5 Best Tank Mates for Betta Fish


5 Best Tank Mates for Betta Fish

Betta fish are known to be fierce fighters, especially towards their own species, but did you know you can add tank mates to their aquarium? Yes, depending on your betta’s personality, he or she can peacefully cohabitate with other fish and invertebrates. However, make sure their aquarium is at least 10 to 20 gallons with lots of cover and live plants or else the betta fish may become overly territorial. For you and your Betta fish, here are our top 5 favorite tank mates.


1. Kuhli Loaches

These oddball fish look like an eel and can grow to approximately 3.5 inches. They are excellent scavengers, picking up any food left over by your betta. They’re a pretty safe choice because, as nocturnal creatures, they tend to hide together in groups during the daytime and then come out to play when the lights are off and your betta is asleep. By working different “shifts,” kuhli loaches can make great roommates even for more aggressive betta fish. These little water noodles should be fed lots of sinking foods like Repashy gel food and frozen bloodworms. You can find our complete care guide here for more information about caring for your Kuhli Loaches.

Kuhli loaches love to crawl under rocks and roots.

2. Ember Tetras

These bright, lively, and colorful red-orange tetras will add color to aquariums that are 10 gallons in size or more. Make sure to get at least five to six of them, so that they can school together and make it harder for the betta to single anyone out. This gentle tetra swims in the middle tank, and will eat the same foods as your Betta. It makes feeding the community tank easier. Pair them with a bright blue or solid white betta fish, and their contrasting colors will make a striking display for all to admire.

Ember Tetras are active schooling fish that can stand out in heavily planted tanks.

3. Malaysian Trumpet Snails

Like the kuhli loach, Malaysian trumpet snails are great with bettas because they’re mostly active at night and spend their daylight hours burrowing in the substrate. As a live-bearing snail, you don’t have to buy that many to start with because they readily reproduce if given enough food. The hardworking snail will clean your aquarium of algae and eat organic matter without adding much waste or bioload. They are preferable to the larger mystery snail because they can be fed during the day and may draw unwanted attention from your betta fish (who might mistakenly think the snail’s long antenna is a tasty worm).

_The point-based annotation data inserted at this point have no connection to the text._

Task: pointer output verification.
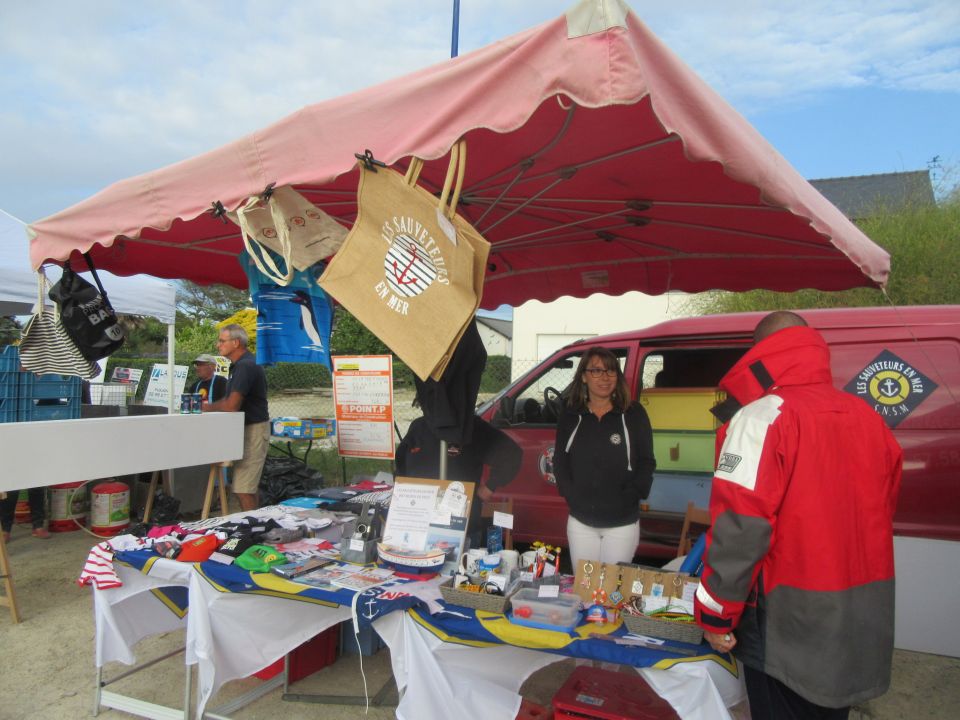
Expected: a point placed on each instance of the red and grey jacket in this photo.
(799, 560)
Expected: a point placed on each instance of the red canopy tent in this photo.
(598, 162)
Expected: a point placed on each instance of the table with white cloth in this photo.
(455, 662)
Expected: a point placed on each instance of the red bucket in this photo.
(68, 506)
(110, 508)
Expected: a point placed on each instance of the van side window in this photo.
(694, 367)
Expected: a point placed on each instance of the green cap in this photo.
(260, 558)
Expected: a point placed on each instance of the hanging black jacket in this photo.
(604, 466)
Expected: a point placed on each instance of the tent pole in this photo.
(443, 460)
(171, 341)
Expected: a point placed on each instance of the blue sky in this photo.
(96, 92)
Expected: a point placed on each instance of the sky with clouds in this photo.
(97, 91)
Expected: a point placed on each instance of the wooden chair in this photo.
(505, 506)
(6, 574)
(694, 516)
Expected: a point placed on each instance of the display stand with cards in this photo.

Malaysian trumpet snails are sometimes considered pests because of their prolific breeding, but if you cut back on feedings, their population will decrease.

4. Harlequin Rasboras

This beginner-friendly fish measures 2 inches and has a bright orange color. The triangular black patch on the body makes it stand out in an aquarium. You can buy at least six rasboras to socialize together, just like the ember tetras. Their peaceful nature means they will not dominate your betta fish’s meals and will keep them out of harm’s way. Your betta fish may attempt to chase them, but it is unlikely that he will succeed. It provides him with exercise and enrichment. Read our full care guide for more details on this easy-going rasbora.

Harlequin and lampchop rasboras both make excellent schooling fish that will provide your betta with hours of entertainment.

5. Cory Catfish

Corydoras, which are great schooling fish, prefer to live at the bottom of the aquarium, unlike tetras or rasboras. These playful catfish like to shoal together (or swim loosely in a group), so get at least three to six of the same species so they feel safe and comfortable. You can choose from dozens of commonly available species, such as the albino cory, panda cory, and pygmy cory. Growing about one to three inches in length, they love scavenging around the tank floor and looking for leftovers, but you must specifically feed them a variety of sinking foods to make sure they get enough to eat. You can read our entire article about cory catfish to learn more.

Corydoras is a popular fish for community because they are happy-go-lucky and easy-to-breed. They also make a great clean-up crew.

All of these animals can be peaceful and get along well with each other, making them great tank mates for betta fish. Your betta will be able to live with most of these animals if there is enough space. Have fun looking at them all and finding the one that works best for your tank.